PS It’s great to be an activist, but don’t deny your need for privacy at times too–or your parents’ 🙂 ! All the best bitch!!
I knew we would pull you back in Joanne! See, 5.0 is not that scary.
Regarding Sarah’s post… I must be honest. Before Sarah came out as transgender, I was one of those who, while wholeheartedly supportive of equal rights for gays, did not understand transgenders. Not out of any hatred. I just did not understand or comprehend it. I could understand being straight, as I am straight. I could understand being gay, because I have many friends who are gay. So on a personal level, I was familiar with and comfortable with both. I was not familiar with transgender, and the only image I had in my mind of the T in LGBT was of “cross dressing drag queens”, and I just did not understand because I did not know.
Then Sarah wrote her coming out letter that I first read on Tim McBride’s Facebook page, and that she eventually allowed to be published here on DL (linked in the story above).

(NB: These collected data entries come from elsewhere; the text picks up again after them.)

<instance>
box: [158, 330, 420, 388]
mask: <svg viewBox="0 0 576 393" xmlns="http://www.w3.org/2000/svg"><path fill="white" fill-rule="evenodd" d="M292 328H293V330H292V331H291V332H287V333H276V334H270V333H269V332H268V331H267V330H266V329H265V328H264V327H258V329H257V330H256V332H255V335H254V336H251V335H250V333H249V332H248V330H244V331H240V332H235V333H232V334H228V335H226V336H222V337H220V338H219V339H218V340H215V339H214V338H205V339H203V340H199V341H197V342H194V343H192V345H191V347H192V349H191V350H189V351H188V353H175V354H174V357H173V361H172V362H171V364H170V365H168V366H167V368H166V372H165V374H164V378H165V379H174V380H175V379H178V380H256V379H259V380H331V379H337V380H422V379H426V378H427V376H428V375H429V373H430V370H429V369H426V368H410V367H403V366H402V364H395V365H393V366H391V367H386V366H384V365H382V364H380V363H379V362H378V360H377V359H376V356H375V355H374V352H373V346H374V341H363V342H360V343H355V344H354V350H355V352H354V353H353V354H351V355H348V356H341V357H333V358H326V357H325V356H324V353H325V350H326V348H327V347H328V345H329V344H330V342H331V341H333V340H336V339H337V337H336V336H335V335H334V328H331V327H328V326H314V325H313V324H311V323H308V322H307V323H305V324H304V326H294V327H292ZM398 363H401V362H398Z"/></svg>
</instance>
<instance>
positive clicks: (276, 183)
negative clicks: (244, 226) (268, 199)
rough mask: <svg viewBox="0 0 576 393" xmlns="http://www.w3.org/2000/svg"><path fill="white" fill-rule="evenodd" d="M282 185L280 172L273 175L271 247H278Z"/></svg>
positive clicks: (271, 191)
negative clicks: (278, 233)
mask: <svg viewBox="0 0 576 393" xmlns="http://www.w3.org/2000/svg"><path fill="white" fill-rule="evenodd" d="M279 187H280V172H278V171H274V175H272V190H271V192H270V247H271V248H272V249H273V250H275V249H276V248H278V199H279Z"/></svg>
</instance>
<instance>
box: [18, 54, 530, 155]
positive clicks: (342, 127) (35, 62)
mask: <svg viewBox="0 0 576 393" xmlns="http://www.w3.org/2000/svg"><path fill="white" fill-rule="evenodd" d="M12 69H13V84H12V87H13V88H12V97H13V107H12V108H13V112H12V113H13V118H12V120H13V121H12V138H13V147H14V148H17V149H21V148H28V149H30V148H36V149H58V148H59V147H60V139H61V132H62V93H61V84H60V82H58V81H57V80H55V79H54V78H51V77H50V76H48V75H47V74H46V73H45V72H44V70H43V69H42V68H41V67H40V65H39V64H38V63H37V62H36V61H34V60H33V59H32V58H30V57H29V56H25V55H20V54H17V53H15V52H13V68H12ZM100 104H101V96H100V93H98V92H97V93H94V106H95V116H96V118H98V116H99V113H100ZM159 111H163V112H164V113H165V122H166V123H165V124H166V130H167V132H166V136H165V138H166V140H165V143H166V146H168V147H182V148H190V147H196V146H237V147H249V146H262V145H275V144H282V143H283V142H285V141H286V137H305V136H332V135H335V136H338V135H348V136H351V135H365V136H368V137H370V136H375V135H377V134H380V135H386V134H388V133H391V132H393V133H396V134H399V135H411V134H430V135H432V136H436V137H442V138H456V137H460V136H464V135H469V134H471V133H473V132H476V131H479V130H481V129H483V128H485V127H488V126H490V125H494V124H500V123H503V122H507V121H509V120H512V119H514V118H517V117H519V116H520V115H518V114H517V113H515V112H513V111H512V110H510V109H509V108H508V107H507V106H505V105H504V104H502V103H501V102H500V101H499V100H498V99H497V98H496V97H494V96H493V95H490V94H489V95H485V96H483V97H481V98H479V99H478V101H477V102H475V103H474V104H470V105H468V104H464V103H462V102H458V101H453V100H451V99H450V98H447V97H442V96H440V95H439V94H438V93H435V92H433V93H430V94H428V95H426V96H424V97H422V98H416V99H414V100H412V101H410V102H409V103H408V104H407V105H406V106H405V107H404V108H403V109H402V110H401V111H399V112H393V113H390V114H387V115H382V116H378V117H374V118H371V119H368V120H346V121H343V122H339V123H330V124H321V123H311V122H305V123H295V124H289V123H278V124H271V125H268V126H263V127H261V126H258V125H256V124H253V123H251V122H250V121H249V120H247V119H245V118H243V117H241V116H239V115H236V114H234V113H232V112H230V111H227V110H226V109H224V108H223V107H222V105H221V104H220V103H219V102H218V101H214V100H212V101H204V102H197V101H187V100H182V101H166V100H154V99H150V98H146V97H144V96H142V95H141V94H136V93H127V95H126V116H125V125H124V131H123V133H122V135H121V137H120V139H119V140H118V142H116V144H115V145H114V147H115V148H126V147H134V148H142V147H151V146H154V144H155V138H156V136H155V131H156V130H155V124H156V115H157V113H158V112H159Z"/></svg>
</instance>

Her courage allowed me a glimpse into her life, into how she discovered as a child who she was, how she hid it for years and struggled with it, and her honesty and courage finally allowed me to understand. She allowed me to know. And I will be forever grateful to her for that.
Because, let’s be honest. Discrimination has its beginnings in someone’s fear of the unknown or fear of the different. Even in a flaming liberal, discrimination is possible if something remains unknown to them. And the reason why the slow march to equality in all things, race, sex, religion, and sexual orientation and now gender identity, has accelerated is because we all have become, on a personal level, more knowledgeable and aware, because of the courageous actions of people like Sarah McBride. Being gay because more accepted over the last thirty years BECAUSE more and more people came out, and thus more and more people knew friends and family who were gay. And now, the same is true for transgender.
So I will be forever grateful for Sarah’s example and her courage. Thank you.
Kinda funny huh? 5.0 scary, Sarah not.
Thank you for this, Sarah. Beautiful and moving.
I will start by saying I don’t think the legislation this post is intended to support is a good idea. It seems obvious the regular readers of this site would think it is a good idea. With that said, I am surprised how few overall comments this post has received. A week later, this comment makes #9. Posts here usually receive dozens more. Maybe this legislation isn’t such a good idea now that its spelled out in front of us?